Interpreting the signals, respect for symbolism

The American flag is generally saluted during sporting events when the national anthem is played. Photo courtesy of pixabay.com

More insight on the reaction of Americans concerning Kaepernick’s decision to take a seat

Article by Cody Deitz, a contributing writer

Once again a professional athlete has seized his opportunity to stand—or, sit—on his soapbox. Colin Kaepernick is the most recent in a long line of athletes to use their platform to express a political opinion. As you surely know by now, as it’s been on endless repeat in the news cycle, Kaepernick refused to stand during the national anthem, and subsequently reported that he could not stand for a flag that in his eyes represented racial oppression and police brutality. I can’t blame him, or any of the other athletes, for taking his chance to say something. I’ve taken advantage of smaller audiences to say less.
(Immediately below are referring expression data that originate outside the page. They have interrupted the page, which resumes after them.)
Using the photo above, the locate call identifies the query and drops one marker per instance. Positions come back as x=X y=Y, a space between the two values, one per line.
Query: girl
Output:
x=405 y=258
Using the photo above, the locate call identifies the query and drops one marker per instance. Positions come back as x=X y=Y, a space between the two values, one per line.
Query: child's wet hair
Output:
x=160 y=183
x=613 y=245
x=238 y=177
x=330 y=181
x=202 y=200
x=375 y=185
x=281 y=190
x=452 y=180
Of obvious interest is the fact that the freedom he’s asserting is the very freedom most people associate with that flag, which makes Kaepernick’s actions seem ignorant or needlessly petulant to many. In his recent piece here in the Dakota Student, Stewart Eidson acknowledges Kaepernick’s right to remain seated, though disagrees with his choice, and I find that I feel similarly (though I am generally irritated by outspoken athletes). And more than whether we agree or disagree with Kaepernick’s actions, or the cultural narrative he argues justifies those actions, I’m interested in the ways this ephemeral blip on the culture radar has revealed how we think about signs and symbols, and how arbitrary and subjective those ways can be.
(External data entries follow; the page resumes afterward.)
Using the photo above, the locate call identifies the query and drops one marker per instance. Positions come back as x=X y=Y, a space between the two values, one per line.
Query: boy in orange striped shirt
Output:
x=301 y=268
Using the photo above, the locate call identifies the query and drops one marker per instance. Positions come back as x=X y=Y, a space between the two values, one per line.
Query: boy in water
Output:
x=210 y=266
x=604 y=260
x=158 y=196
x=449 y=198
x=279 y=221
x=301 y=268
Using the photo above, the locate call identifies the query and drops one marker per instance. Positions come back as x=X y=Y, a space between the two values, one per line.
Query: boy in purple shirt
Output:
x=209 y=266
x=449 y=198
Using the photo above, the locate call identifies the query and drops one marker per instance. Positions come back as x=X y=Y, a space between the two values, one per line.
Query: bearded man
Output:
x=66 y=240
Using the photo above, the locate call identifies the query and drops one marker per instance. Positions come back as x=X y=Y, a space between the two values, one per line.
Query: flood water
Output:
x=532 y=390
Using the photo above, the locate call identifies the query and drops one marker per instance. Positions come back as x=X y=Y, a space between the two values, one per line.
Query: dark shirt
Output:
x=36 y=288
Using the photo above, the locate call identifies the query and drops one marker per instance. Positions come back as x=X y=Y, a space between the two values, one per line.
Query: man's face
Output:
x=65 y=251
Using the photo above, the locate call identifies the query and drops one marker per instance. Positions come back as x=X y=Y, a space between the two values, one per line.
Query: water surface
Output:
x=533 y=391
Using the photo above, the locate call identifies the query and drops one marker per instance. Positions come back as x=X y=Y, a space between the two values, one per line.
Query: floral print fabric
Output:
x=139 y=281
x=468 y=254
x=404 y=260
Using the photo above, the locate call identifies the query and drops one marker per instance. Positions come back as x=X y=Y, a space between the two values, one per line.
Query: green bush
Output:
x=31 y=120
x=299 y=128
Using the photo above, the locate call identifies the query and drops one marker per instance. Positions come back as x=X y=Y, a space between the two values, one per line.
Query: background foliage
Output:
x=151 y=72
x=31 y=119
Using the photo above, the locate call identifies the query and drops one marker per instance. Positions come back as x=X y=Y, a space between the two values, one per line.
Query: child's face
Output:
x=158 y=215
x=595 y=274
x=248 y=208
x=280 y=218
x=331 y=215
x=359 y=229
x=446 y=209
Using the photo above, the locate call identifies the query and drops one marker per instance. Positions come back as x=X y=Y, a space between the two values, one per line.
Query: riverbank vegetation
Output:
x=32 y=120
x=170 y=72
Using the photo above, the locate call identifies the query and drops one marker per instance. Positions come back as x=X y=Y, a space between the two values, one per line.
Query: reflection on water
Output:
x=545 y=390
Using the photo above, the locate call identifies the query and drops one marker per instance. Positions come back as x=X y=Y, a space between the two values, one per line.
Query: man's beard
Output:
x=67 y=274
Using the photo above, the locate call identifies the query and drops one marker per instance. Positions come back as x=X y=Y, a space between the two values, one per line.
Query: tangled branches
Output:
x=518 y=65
A sign or symbol, of course, derives its power from its communal recognition; a private symbol, in other words, isn’t much of a symbol at all. And in many ways, a national flag is the ultimate symbol. It feels graceful and enduring, though a quick stroll through 20th century history reveals quickly how fleeting a flag—to say nothing of the nation for which it stands—can be. And much like the shifting designs and meanings themselves, how we think of the flag is continually being recontextualized.

Old Glory, for example, has meant countless things to countless people throughout our country’s relatively short history. In the contemporary moment, it might certainly stand for police brutality. It might stand for drone strikes overseas. It might stand for continuous war. It might also stand for disaster relief, or freedom from extremist oppression, or safe haven from totalitarian governments. Within the confines of our own national history, the flag has been flown by Union soldiers, black and white, fighting to defend self-determination, and it’s also been flown by members of the Ku Klux Klan fighting for their own perverted sense of the same.

The meaning of a sign or symbol, while in a sense collectively determined or recognized, is eternally slippery and subjective. This is because a symbol invariably does its work by gesturing to other symbols. In the case of our national flag, it gestures toward notions of liberty, independence, and unity, but what sense of liberty? What manner of independence? Unity of whom, and for what?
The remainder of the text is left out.